Hormazd Narielwalla’s latest work mines a seam of precious material hidden between the pages of Le Petit Echo de la Mode. Published in Paris between 1897 and 1983 Le Petit Echo de la Mode was a popular domestic fashion and lifestyle magazine. Within it, loose and often discarded, Narielwalla plucks a streak of radical abstraction.
The magazine contains tailoring patterns that, for efficiency’s sake, layer the life-sized templates of entire garments onto a single sheet of paper. Each facet of the garment is encoded in an intricate web of lines, dots and numbers, and challenges us to view this sheet not as a means to an end but as an end in itself.
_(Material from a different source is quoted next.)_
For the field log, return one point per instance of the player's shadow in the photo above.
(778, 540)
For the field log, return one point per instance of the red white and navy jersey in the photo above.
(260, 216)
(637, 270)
Shattering the female form into precise overlapping facets flattened not as views of a subject but as the object itself. Narielwalla makes the radical potential loose in Le Petit Echo de la Mode real.
He cuts delicate sheets of coloured paper with the pride of a mother. The sheet of paper instructs the housewife, and the artist, to make itself. Predating Futurism and prefiguring Cubism these Le Petit Echo de la Mode abstracted the female subject to a degree more radical and precise than the highest aspirations of the 1912 manifetso Du “Cubisme”. Narielwalla discovers once discarded but now groundbreaking artworks that were begging to become real and loved.
Narielwalla is a collage maker working with tailoring patterns as raw source materials. His practice began in the workrooms of Savile Row tailors Dege & Skinner when he discovered they would discard sets of bespoke suit patterns upon death of their customers. They had no use without the individual body. This prompted him to produce an artist book Dead Man’s Patterns (2008) which, was acquired by 25 institutions around UK and America including the Rare British Modern Collection at the British Library, National Art Library and the Fashion Institute of Technology, New York. The book got the attention of Sir Paul Smith who sponsored Narielwalla’s first solo show Study on Anansi (2009) where he combined the patterns with western Africa folklore tales.
In 2011 Benefactum Publishers, published his second book The Savile Row Cutter – the tailoring biography of master tailor Michael Skinner. Since then he has exhibited in other galleries-stores in London, Melbourne, Stockholm, Athens and the eminent Scope Art Fair in New York. Narielwalla was also commissioned by the Crafts Council, England to exhibit in their national touring exhibition Block Party (2011) and participate in the Project Space at Collect 2013, the international art fair for the contemporary object hosted at the Saatchi Gallery. Saatchi online magazine announced him as One-to-Watch.